Rian menjelaskan, dalam kasus ini sebenarnya ada rangkaian-rangkaian yang bisa dipertimbangkan oleh hakim, seperti halnya hasil psikologis, hasil pemeriksaan oleh kepolisian dan kejaksaan, serta juga fakta-fakta yang terungkap dalam persidangan. “Hakim seharusnya menggali itu,” sebutnya.
Meskipun begitu, Rian berharap untuk pada kasus lainnya agar ada payung hukum yang kuat untuk melindungi para korban pelecehan seksual.
“Kasus kekerasan seksual ini sudah menjadi bom waktu dan beberapa tahun terakhir kasus ini terus-menerus mencuat ke publik,” tegasnya.
Rian juga berpendapat, dari putusan yang dibacakan siang tadi akan menjadi preservasi (perlindungan) yang buruk bagi para penyintas, karena sebelum putusan ini pun penyintas masih banyak yang belum berani mengungkapkan kasusnya.
“Putusan ini akan menjadi preservasi yang buruk bagi penyintas, sebab masih banyak penyintas yang belum berani mengungkapkan kasusnya atau perbuatan yang pernah dialaminya oleh pelaku kekerasan seksual lantaran tidak ada payung hukum yang mampu menegakan keadilan, maka terhadap kasus ini semakin memperkuat anggapan itu,” cetusnya.
Secara terpisah, Korps Mahasiswa Hubungan Internasional (KOMAHI) Fisip Unri, juga menyampaikan rasa yang sama, yakni kecewa terhadap vonis bebas yang dijatuhkan majelis hakim PN Pekanbaru terhadap terdakwa SH. Hal ini disampaikan oleh Vice Mayor Komahi, Voppi Rosea Bulki.
“Seharusnya majelis hakim mampu melihat dampak-dampak psikis yang dialami korban dan paham bahwa kasus pelecehan seksual pasti minim saksi,” kata Voppi saat dihubungi.
Selain kecewa, Komahi yang dari awal juga mengawal kasus ini merasa sedih atas vonis bebas tersebut. Dan akan mendesak kejaksaan agar melakukan kasasi.
“Kami dari pihak mahasiswa pastinya sedih dan kecewa dengan putusan hari ini. Namun oleh karena itu kami tetap menghormati keputusan majelis hakim dan meminta kejaksaan agar melakukan kasasi”. pungkasnya.
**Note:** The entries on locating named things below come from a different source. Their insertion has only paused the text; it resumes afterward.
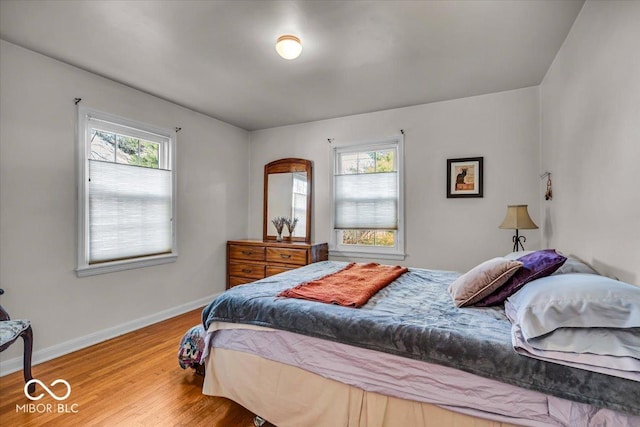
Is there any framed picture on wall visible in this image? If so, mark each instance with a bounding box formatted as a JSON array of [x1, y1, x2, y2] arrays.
[[447, 157, 484, 199]]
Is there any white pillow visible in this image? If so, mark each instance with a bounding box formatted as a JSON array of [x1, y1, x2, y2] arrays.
[[507, 273, 640, 340]]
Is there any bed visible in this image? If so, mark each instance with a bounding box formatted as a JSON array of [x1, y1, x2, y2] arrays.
[[202, 261, 640, 427]]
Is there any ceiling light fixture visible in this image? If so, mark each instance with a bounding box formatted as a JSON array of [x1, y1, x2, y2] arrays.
[[276, 34, 302, 59]]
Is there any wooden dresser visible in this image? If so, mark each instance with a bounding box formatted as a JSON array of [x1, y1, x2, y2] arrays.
[[227, 240, 329, 289]]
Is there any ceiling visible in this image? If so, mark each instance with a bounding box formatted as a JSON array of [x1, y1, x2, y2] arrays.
[[0, 0, 583, 130]]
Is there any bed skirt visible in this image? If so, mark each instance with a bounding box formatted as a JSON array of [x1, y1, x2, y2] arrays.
[[203, 348, 515, 427]]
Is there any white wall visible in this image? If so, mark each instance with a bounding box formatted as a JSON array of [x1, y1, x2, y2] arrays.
[[249, 87, 542, 271], [541, 1, 640, 285], [0, 41, 249, 373]]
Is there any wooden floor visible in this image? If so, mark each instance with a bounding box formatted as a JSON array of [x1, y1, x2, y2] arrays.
[[0, 309, 272, 427]]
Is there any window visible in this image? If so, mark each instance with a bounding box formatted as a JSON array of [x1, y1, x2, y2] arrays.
[[331, 136, 404, 259], [76, 107, 177, 276]]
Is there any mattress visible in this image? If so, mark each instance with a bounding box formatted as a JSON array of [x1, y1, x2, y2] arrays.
[[203, 261, 640, 415], [205, 323, 640, 427]]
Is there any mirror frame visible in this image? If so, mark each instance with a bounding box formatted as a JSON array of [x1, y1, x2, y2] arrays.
[[262, 158, 313, 243]]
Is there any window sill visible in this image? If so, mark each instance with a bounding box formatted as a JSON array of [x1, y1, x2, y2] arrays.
[[329, 249, 406, 261], [76, 254, 178, 277]]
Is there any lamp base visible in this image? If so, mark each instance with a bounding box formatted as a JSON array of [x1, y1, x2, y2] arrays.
[[511, 232, 527, 252]]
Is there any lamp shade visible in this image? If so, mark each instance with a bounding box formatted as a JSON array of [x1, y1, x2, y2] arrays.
[[276, 35, 302, 59], [499, 205, 538, 230]]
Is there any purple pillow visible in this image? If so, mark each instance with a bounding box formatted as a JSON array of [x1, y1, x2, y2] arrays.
[[474, 249, 567, 307]]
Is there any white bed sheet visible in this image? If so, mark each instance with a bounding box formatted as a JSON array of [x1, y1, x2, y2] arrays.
[[203, 322, 640, 426]]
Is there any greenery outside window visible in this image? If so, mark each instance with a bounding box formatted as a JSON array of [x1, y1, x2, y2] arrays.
[[331, 136, 404, 259], [76, 107, 177, 276]]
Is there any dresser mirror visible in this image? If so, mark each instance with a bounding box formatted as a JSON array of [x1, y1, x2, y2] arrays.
[[262, 159, 312, 242]]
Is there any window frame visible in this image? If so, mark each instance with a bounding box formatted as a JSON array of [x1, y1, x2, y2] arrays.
[[329, 135, 406, 260], [76, 105, 178, 277]]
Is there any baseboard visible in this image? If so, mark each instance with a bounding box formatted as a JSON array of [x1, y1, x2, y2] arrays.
[[0, 293, 220, 377]]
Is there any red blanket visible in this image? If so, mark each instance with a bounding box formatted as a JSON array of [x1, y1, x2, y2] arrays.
[[278, 262, 408, 307]]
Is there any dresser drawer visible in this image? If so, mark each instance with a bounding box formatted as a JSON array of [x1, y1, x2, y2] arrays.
[[267, 248, 307, 265], [229, 276, 253, 288], [229, 262, 265, 280], [229, 245, 265, 261], [266, 265, 296, 277]]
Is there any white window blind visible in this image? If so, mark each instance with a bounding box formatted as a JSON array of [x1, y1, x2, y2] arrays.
[[329, 135, 404, 259], [89, 160, 172, 264], [334, 172, 398, 230], [76, 106, 177, 276]]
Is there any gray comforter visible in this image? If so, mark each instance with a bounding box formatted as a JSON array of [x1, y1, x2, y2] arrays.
[[202, 261, 640, 415]]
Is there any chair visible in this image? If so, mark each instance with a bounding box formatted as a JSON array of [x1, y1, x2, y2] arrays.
[[0, 289, 36, 393]]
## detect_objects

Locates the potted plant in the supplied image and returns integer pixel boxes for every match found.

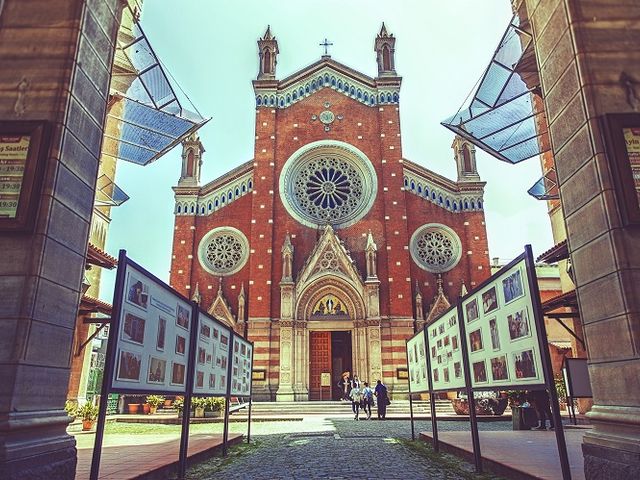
[204,397,225,418]
[191,397,207,418]
[76,402,98,431]
[146,395,164,415]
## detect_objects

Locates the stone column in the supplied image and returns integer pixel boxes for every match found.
[0,0,121,480]
[514,0,640,472]
[276,320,294,402]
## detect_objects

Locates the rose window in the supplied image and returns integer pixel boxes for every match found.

Sebelumnya, Komahi Fisip Unri menjelang adanya putusan ini menyerahkan petisi kepada pihak Pengadilan Negeri Pekanbaru, pada Senin, (28/3).
Petisi yang diinisiasi oleh Komahi itu didaftarkan melalui Pusat Pelayanan PN Pekanbaru dan ditujukan untuk Ketua PN Pekanbaru.
Sebanyak 41 ribu orang telah memberikan dukungan atas petisi ini lewat platform change.org.
Petisi tersebut mendesak hakim agar dapat menghukum terdakwa kasus dugaan pelecehan seksual mahasiswi Unri, yakni Dekan Fisip Unri nonaktif Syafri Harto, secara maksimal.